Ce qui se passe à l'Assemblée nationale chaque semaine

Du 1 au 5 avril

EN COMMISSION

La Commission des Finances a examiné le projet de loi portant sur la création d’une taxe sur les services numériques et sur la modification de la trajectoire de baisse de l’impôt sur les sociétés. Ce projet de loi a pour objectif de financer une partie des mesures d’urgence économiques et sociales annoncées le 10 décembre dernier par le Président de la République. Il prévoit la création d’une taxe sur les recettes tirées de certains services fournis par les entreprises du secteur numérique. Cette taxe permettra de mettre à contribution les entreprises qui tirent une part significative de leur valeur de la participation d’internautes localisés sur le territoire national.

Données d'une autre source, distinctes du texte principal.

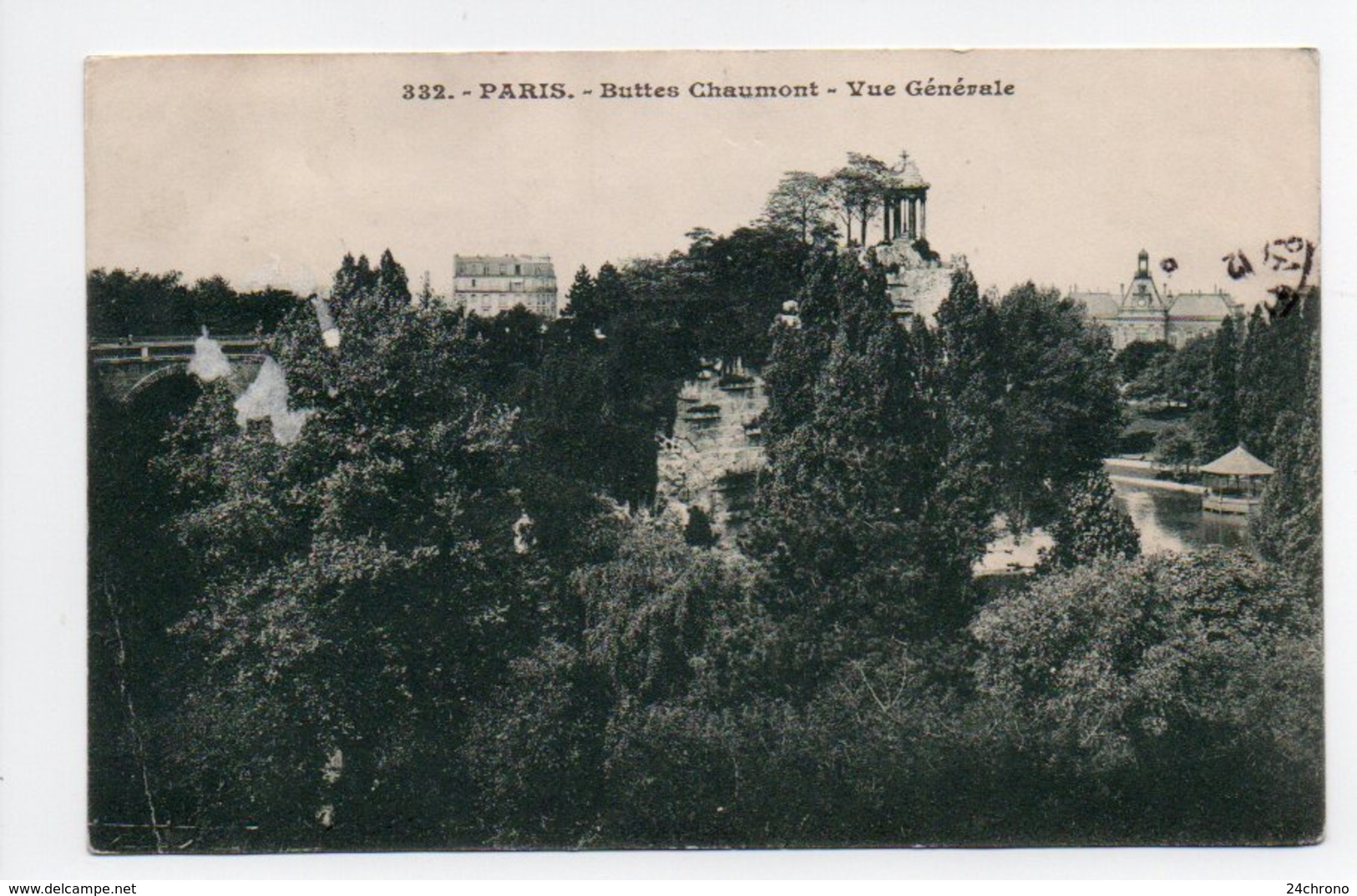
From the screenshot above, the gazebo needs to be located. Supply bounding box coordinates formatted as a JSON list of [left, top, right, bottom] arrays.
[[1201, 445, 1277, 514]]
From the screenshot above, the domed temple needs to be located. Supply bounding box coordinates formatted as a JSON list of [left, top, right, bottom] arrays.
[[875, 152, 966, 321]]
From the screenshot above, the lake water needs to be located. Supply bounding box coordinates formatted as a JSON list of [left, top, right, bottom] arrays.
[[1113, 481, 1251, 554]]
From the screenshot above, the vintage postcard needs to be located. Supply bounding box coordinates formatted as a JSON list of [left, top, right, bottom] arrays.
[[85, 49, 1324, 854]]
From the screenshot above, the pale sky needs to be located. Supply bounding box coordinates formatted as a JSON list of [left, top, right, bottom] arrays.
[[87, 50, 1319, 303]]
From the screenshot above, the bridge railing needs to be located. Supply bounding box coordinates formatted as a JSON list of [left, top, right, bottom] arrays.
[[89, 334, 263, 364]]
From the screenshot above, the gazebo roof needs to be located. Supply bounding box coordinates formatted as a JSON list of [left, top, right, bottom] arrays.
[[1201, 445, 1277, 477], [897, 156, 929, 190]]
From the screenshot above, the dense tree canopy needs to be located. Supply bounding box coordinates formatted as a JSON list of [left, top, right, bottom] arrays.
[[91, 188, 1322, 850]]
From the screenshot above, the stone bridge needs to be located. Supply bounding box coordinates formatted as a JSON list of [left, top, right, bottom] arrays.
[[89, 334, 263, 403]]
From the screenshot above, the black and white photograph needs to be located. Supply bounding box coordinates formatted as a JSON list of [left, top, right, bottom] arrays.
[[84, 48, 1326, 855]]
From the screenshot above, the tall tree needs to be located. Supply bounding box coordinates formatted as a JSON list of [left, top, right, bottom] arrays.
[[154, 289, 524, 846], [749, 256, 964, 683], [762, 171, 833, 245], [1197, 317, 1242, 460], [1045, 470, 1140, 569], [1253, 321, 1323, 603], [997, 282, 1121, 528], [377, 249, 410, 310]]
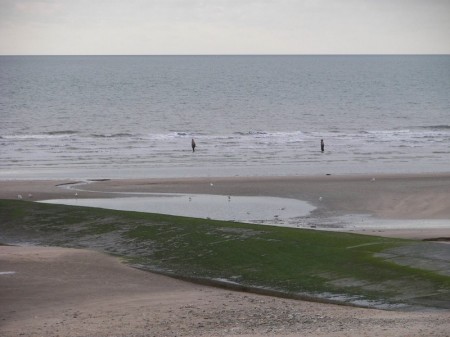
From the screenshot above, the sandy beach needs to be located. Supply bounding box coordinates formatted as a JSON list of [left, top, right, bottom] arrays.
[[0, 174, 450, 337], [0, 246, 450, 337]]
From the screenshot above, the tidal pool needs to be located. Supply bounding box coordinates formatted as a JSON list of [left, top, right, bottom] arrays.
[[41, 194, 315, 224]]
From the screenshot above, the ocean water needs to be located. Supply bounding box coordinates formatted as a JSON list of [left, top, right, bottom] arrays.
[[0, 56, 450, 179]]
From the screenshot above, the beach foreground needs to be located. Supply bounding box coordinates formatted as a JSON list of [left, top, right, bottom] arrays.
[[0, 173, 450, 240], [0, 175, 450, 336], [0, 246, 450, 337]]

Seuls les services disposant d’une large audience et générant des revenus importants seront concernés. Son rendement atteindra rapidement 500 millions d’euros par an. Ce projet de loi entend également modifier la trajectoire de la baisse de l’impôt sur les sociétés pour les plus grandes entreprises, à savoir celles qui réalisent au moins 250 millions d’euros de chiffre d’affaires. Pour ces sociétés, le taux est maintenu à 33,33 % pour l’année 2019.

La Commission des Affaires économiques a examiné la proposition de loi du groupe La République en Marche visant à préserver les intérêts de la défense et de la sécurité nationale de la France dans le cadre de l’exploitation des réseaux radioélectriques mobiles. Cette proposition de loi a pour objectif de renforcer le contrôle de l’installation de nouvelles infrastructures permettant le déploiement de la 5G en France.

EN SÉANCE

Les députés ont été appelés à s’exprimer en séance publique dans le cadre du Grand Débat National, notamment à propos de la transition écologique et la démocratie et la citoyenneté.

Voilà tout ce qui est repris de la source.